Gündem Baş döndüren bir başkent!

Baş döndüren bir başkent!

22.05.2016 - 02:30 | Son Güncellenme:

Yeni Delhi’ye adım atar atmaz sıcak hava bir tokat gibi yüzünüze çarpıyor. ‘Bu kadarına da pes’ dedirten trafik, baş döndüren baharat kokusu ve sık sık rastladığınız yoksulluk aklınızı başınızdan alıyor...

Baş döndüren  bir başkent

Gitmeden önce bana “Hindistan denince aklına ne geliyor?” diye sorsanız “Oscar ödüllü Slumdog Millionaire’in sonunda tren garında kalabalık bir grubun Jai Ho adlı şarkıyla coşkulu dansları” derdim. Gidip geldikten sonra söyleyebileceğim; hiç öyle dans eden görmedim ama Hindistan o sahneden çok daha fazlası...

Hindistan’a gitmek biraz meşakkatli. Schengen vizesi alırken bile bu kadar prosedür yok. Önceden belgeleri gönderiyorsun, sonra bir de Harbiye’deki konsolosluk binasına gidip parmak izi verip fotoğraf çektiriyorsun. Bir haftalık sürede eğer bir sorun yoksa vizeyi alıyorsun.

Hava 45 derece

Gelelim yolculuğa... Bizim seyahatimiz Yeni Delhi’ye. Direkt uçarsanız 6 saat. Dua edin rötar olmasın. Bizim uçakta teknik bir sorun olduğu için 4 saat rötarla 10 saatte Yeni Delhi’ye ulaşıyoruz.

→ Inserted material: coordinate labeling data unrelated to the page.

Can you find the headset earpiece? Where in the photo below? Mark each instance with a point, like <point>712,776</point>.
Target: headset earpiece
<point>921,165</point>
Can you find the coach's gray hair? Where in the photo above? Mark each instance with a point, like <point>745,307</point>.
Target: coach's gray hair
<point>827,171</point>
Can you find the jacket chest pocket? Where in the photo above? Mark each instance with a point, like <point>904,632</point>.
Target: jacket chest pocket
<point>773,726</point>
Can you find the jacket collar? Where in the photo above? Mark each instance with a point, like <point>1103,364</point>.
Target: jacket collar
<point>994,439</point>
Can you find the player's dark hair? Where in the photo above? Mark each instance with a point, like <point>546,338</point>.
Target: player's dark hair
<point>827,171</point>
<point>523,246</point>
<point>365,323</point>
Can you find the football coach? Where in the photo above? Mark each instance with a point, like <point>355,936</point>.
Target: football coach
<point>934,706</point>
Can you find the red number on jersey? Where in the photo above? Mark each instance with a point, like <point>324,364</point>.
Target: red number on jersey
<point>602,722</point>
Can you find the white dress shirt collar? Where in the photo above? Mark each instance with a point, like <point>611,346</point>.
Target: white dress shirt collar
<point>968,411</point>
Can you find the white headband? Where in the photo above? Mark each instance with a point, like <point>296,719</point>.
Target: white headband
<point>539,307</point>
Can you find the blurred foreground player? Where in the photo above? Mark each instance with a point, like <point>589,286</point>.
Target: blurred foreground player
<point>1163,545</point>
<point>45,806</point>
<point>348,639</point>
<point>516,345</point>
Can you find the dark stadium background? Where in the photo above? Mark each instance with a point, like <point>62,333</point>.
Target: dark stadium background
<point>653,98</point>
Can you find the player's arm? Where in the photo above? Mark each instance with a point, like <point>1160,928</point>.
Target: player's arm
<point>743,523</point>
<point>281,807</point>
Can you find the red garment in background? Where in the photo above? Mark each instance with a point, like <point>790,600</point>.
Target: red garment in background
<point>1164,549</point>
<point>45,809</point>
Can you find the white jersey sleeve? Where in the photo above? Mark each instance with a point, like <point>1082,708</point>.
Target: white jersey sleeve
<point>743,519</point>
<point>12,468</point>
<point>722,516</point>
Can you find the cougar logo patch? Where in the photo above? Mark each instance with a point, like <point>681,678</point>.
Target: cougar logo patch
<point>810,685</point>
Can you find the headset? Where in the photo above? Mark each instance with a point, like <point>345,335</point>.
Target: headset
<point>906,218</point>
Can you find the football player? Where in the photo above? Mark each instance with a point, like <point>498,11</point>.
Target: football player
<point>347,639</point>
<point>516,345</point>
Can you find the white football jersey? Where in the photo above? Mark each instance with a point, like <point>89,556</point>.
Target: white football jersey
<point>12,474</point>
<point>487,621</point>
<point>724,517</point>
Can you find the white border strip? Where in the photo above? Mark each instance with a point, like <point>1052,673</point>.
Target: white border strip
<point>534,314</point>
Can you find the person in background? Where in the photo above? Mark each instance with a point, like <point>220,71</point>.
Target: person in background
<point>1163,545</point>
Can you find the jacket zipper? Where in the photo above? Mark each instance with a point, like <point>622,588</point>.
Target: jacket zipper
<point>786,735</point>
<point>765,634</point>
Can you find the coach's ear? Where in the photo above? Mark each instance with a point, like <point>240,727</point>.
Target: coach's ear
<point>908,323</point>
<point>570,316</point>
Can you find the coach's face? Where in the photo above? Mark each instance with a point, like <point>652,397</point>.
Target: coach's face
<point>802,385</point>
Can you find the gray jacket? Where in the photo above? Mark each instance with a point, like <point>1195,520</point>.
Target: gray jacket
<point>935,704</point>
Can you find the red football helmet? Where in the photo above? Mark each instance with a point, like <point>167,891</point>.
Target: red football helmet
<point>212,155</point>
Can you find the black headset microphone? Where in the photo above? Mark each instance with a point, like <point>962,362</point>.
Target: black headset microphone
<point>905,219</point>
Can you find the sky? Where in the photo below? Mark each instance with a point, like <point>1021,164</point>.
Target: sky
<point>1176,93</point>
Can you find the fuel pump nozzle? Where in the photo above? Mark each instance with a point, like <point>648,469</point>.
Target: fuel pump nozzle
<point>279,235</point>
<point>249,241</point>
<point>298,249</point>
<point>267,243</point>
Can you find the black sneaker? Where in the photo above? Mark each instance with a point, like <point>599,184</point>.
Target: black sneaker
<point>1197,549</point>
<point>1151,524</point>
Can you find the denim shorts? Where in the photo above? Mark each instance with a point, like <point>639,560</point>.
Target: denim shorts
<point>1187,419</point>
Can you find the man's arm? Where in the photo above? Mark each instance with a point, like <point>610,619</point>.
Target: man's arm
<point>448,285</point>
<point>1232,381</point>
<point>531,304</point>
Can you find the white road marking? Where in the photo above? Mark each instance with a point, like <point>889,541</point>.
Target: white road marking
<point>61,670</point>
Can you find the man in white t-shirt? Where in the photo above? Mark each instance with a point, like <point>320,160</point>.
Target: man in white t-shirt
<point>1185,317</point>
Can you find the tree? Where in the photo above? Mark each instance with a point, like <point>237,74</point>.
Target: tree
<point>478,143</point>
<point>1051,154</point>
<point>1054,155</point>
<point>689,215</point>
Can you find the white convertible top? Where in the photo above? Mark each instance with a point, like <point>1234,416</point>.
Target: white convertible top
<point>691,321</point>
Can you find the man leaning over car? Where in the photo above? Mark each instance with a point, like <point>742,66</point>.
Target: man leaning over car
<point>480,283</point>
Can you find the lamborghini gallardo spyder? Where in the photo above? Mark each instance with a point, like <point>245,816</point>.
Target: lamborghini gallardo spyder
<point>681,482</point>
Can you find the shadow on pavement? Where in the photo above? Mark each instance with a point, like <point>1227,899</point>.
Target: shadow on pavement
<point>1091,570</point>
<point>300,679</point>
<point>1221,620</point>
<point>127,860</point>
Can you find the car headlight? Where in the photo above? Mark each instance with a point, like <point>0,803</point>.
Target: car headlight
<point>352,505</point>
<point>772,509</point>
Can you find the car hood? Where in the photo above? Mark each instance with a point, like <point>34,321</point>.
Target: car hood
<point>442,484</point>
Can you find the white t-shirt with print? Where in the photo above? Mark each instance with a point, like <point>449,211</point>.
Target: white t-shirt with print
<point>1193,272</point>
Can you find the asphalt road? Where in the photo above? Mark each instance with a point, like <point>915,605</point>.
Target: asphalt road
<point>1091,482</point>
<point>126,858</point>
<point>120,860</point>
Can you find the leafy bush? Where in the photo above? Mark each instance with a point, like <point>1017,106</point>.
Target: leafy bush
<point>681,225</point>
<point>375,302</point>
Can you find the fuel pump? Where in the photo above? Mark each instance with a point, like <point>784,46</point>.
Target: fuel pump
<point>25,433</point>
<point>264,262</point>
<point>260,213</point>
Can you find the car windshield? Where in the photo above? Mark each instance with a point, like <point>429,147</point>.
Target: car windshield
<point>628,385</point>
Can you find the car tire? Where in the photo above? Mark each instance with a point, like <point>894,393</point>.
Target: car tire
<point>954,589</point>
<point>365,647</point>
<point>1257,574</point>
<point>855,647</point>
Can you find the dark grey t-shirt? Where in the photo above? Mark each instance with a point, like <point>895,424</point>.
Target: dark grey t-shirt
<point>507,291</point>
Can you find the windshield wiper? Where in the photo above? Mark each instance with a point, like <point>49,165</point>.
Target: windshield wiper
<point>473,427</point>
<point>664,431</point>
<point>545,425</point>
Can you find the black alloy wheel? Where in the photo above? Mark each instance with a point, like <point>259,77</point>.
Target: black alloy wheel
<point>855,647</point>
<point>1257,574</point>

Havalimanı normal. Hele bizim havalimanlarıyla kıyaslandığı zaman bir hayli! Geliş bölümü halıfleks kaplı, oradan hesap edin. Otobüsümüzle buluşup otele gidene kadar aslında pek bir şey göremiyoruz. Ancak havalimanından çıkar çıkmaz ilk baş döndüren şey bir tokat gibi yüzümüze vuruyor: Sıcak!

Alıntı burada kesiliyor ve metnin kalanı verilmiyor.